In the analysis, we (by we, I mean ChatGPT and I) focus on answering questions related to trip frequencies and duration, usage patterns by time of day and day of the week, and popular stations. These questions play a part in helping us find differences in the usage patterns of the two user groups.
The main goal behind me doing this case study is twofold:
Firstly, it's about learning to interact with real world data that's often different from already cleaned data sets often found in other places.
Secondly, and more importantly, it's about learning to think and ask questions, prioritizing which areas of the analysis to focus on, as well as how to have a structure or plan for approaching a case study.
This type of case study might be banal and easy to do, and yes, I do know this. I'll very likely think the same in the future as I develop my skills even more. But it plays a part in stretching my current understanding. And that's worth a lot, even if it seems easy to do. But it sure wasn't easy for me to do at my current skill level.
I took random samples from 4 datasets as at first, I wanted to use Google Sheets for another version of the analysis. But later on, after deciding to use R, I still continued using the samples.
Now, these samples were 20,000 rows from each dataset. But looking back now, I should've switched and used the full datasets for the analysis. But I understand my decision because until the midpoint of the analysis, I was still thinking of doing a version of it in Google Sheets after doing it in R.

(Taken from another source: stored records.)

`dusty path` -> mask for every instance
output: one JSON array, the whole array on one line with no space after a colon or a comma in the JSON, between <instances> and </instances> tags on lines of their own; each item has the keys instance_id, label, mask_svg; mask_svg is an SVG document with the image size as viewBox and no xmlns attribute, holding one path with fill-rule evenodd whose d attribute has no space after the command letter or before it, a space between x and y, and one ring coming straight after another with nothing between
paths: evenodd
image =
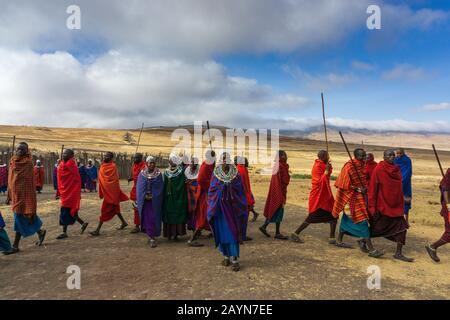
<instances>
[{"instance_id":1,"label":"dusty path","mask_svg":"<svg viewBox=\"0 0 450 320\"><path fill-rule=\"evenodd\" d=\"M94 194L83 197L82 217L92 230L100 202ZM242 246L242 270L233 273L221 266L212 239L202 239L203 248L161 240L151 249L145 235L132 235L130 228L115 230L115 220L104 226L101 237L79 235L74 226L69 239L55 240L60 232L58 203L51 198L50 193L39 196L48 230L45 246L35 247L35 239L28 238L21 253L0 256L1 299L446 299L450 292L450 248L441 250L441 264L432 263L424 252L424 244L442 233L438 227L412 225L406 253L416 262L405 264L392 259L394 245L384 239L376 240L386 251L379 260L357 249L328 245L328 225L306 230L305 244L268 239L257 230L260 217L249 223L254 240ZM262 212L264 198L257 200ZM0 210L11 237L9 208ZM123 211L132 222L129 203ZM288 203L284 232L295 229L305 214L304 206ZM72 264L81 268L81 290L66 288L66 268ZM366 286L367 267L374 264L382 273L378 291Z\"/></svg>"}]
</instances>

In the future, I'll decide upfront where I'll use full datasets or take samples. I realize that there isn't really an objective answer that applies to all situations. And I see the choice I made in this instance as an opportunity to practise taking random samples of data.
A lot of things are about discernment, I realize. And that's something I try to develop: the ability to observe a situation and choose an appropriate response.

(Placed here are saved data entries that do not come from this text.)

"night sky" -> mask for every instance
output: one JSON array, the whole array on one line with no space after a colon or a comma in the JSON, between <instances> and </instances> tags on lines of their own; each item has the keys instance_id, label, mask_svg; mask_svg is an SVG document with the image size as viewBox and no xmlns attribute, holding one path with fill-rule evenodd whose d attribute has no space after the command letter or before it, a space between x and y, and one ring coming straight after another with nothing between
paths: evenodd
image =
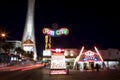
<instances>
[{"instance_id":1,"label":"night sky","mask_svg":"<svg viewBox=\"0 0 120 80\"><path fill-rule=\"evenodd\" d=\"M8 32L7 39L22 40L27 14L27 0L0 0L0 26ZM44 49L44 27L67 27L68 36L53 37L52 46L60 48L120 49L120 6L117 2L72 2L36 0L35 35L37 50Z\"/></svg>"}]
</instances>

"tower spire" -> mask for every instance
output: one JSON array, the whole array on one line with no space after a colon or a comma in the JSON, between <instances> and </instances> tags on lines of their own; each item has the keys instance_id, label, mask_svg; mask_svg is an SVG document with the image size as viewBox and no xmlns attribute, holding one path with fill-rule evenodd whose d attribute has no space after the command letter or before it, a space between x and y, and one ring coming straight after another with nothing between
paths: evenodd
<instances>
[{"instance_id":1,"label":"tower spire","mask_svg":"<svg viewBox=\"0 0 120 80\"><path fill-rule=\"evenodd\" d=\"M34 7L35 0L28 0L28 11L26 16L26 23L22 38L22 47L27 52L33 52L33 59L36 60L37 51L35 43L35 32L34 32ZM29 43L31 42L31 43Z\"/></svg>"}]
</instances>

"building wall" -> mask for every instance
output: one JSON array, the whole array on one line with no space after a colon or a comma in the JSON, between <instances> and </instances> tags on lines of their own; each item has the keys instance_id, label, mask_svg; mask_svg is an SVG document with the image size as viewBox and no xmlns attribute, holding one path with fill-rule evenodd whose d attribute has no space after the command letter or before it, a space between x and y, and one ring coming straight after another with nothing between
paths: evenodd
<instances>
[{"instance_id":1,"label":"building wall","mask_svg":"<svg viewBox=\"0 0 120 80\"><path fill-rule=\"evenodd\" d=\"M104 60L118 60L120 58L120 51L118 49L99 50Z\"/></svg>"},{"instance_id":2,"label":"building wall","mask_svg":"<svg viewBox=\"0 0 120 80\"><path fill-rule=\"evenodd\" d=\"M87 51L87 50L85 50L85 51ZM50 49L48 52L50 52ZM80 52L79 49L65 49L65 56L68 58L69 57L76 58L79 55L79 52ZM118 60L118 59L120 59L120 51L118 49L109 48L107 50L99 50L99 52L104 60ZM43 53L43 57L45 57L44 54L45 55L48 54L47 56L49 56L49 57L51 56L51 53Z\"/></svg>"}]
</instances>

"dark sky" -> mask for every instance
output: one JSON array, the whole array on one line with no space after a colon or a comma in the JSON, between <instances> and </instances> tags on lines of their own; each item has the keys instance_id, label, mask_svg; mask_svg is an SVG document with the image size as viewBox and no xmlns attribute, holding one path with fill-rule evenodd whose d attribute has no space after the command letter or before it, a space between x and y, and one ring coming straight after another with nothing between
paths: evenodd
<instances>
[{"instance_id":1,"label":"dark sky","mask_svg":"<svg viewBox=\"0 0 120 80\"><path fill-rule=\"evenodd\" d=\"M8 32L7 39L22 40L27 0L0 0L0 26ZM58 23L67 27L68 36L52 38L53 47L120 48L120 6L117 2L78 2L36 0L35 35L37 49L44 48L43 27Z\"/></svg>"}]
</instances>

To run the analysis, you'll need the following: - R (version 4.0.0 or
higher) - The tidyverse package
You can install the package using:
install.packages("tidyverse")
Use this link to download more recent data sets.
Here's a PDF concerning the project.
- Clone the Repository:
git clone https://github.com/second-week/bike-usage-analysis.git
cd bike-usage-analysis
- Unzip the Data:
Place the data sets in the data directory.
- Run the Analysis:
Open the R script bike_share3.R and run the script.
Contributions are welcome. Please open an issue or submit a pull request for any improvements. I appreciate any feedback and corrections.
This project is licensed under the Creative Commins License.